You get tons of Java libs to use, a majority of blocking ones and lots of non blocking on one hand, or you restrict yourself to the fewer non-blocking libs of varying quality available for Node.

With Java you can also turn blocking libs to non blocking with a wrapper and threads, whereas with Node.js if it's blocking you're screwing, because the js engine is single-threaded.

Node is nearing 10k published libraries. Is there a comprehensive site listing Java libraries?

It's trivial to offload blocking operations to other processes in node too, it's just not the preferred option.

Node is nearing 10k published libraries.

And ruby has 38237 gems. 99,9% of which are garbage.

Library-count is a terrible metric.

Have you ever programmed in Java? That's a strange question to ask if you have.

http://mvnrepository.com/

Whatever libraries node has is a drop in the bucket compared to java.

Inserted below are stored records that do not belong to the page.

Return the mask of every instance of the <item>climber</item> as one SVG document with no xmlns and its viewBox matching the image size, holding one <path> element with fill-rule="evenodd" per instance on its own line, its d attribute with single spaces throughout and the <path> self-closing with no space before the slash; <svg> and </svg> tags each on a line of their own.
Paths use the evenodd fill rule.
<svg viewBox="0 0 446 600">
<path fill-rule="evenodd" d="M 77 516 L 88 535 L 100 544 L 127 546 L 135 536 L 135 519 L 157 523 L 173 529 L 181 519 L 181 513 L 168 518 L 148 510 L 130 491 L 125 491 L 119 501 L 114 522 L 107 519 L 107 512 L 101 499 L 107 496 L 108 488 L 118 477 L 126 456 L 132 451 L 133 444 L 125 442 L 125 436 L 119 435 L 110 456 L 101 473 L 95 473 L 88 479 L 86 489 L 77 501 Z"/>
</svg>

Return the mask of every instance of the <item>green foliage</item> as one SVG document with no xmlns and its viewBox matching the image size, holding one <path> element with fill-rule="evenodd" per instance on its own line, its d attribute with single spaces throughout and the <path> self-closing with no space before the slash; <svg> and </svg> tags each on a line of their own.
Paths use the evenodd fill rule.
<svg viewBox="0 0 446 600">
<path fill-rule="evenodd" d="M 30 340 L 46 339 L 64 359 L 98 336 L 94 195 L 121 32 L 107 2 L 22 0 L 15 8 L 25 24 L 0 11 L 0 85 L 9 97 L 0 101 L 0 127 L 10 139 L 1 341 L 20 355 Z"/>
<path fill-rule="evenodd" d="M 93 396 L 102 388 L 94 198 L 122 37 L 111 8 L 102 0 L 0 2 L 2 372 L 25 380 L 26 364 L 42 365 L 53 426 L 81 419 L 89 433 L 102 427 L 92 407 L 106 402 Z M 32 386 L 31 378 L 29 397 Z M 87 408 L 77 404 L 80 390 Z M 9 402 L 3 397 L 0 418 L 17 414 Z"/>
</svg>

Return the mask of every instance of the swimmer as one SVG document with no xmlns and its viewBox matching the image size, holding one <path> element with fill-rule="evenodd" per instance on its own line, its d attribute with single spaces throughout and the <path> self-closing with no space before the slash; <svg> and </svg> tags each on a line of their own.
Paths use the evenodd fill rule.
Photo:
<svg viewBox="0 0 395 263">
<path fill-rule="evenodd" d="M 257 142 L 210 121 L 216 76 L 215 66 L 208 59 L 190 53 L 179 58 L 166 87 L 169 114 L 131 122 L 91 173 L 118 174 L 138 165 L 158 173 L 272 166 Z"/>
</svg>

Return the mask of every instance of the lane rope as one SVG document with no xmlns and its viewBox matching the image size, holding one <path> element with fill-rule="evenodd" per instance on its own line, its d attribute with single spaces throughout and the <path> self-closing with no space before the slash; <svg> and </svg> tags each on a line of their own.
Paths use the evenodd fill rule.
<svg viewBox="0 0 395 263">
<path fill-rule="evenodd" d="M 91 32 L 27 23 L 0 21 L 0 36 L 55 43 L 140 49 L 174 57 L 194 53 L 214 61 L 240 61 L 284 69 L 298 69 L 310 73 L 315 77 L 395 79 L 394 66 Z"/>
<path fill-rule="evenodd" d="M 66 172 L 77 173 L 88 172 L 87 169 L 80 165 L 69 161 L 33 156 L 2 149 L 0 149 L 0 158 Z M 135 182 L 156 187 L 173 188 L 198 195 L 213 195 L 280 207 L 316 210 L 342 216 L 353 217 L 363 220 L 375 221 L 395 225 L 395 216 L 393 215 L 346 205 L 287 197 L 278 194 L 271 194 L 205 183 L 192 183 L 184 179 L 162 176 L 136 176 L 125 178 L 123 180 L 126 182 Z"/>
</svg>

I haven't, thats why I asked. Node is just 2 years old. You'll get 90% of garbage on any open package manager.
You make it sound like "rejecting blocking libraries" was some noble principle. Due to the severe limitations of JavaScript, there is no other choice.
We run a major site on Java, had some thread trouble years ago in the very beginning, works very well now when tuned. Threads work.

BUT: I assume people will move to backend services with REST and combining REST backend results to a page. This increases IO a lot and will kill your latency and default thread models when you do sync code. You'd need to use async IO, composeable futures to manage latency and thread count. And if you do async backend REST, why not do async JDBC etc. But there are no libraries.

>This. The biggest difference is in the two cultures: blocking is anathema to the Node.js community - they will literally reject libraries or code that blocks because it destroys the entire model

Really? So they reject any kind of library that does anything except call a callback? Because everything else, from calculating 2+2 to creating a template blocks. And it doesn't matter when it happens, when it happens it blocks.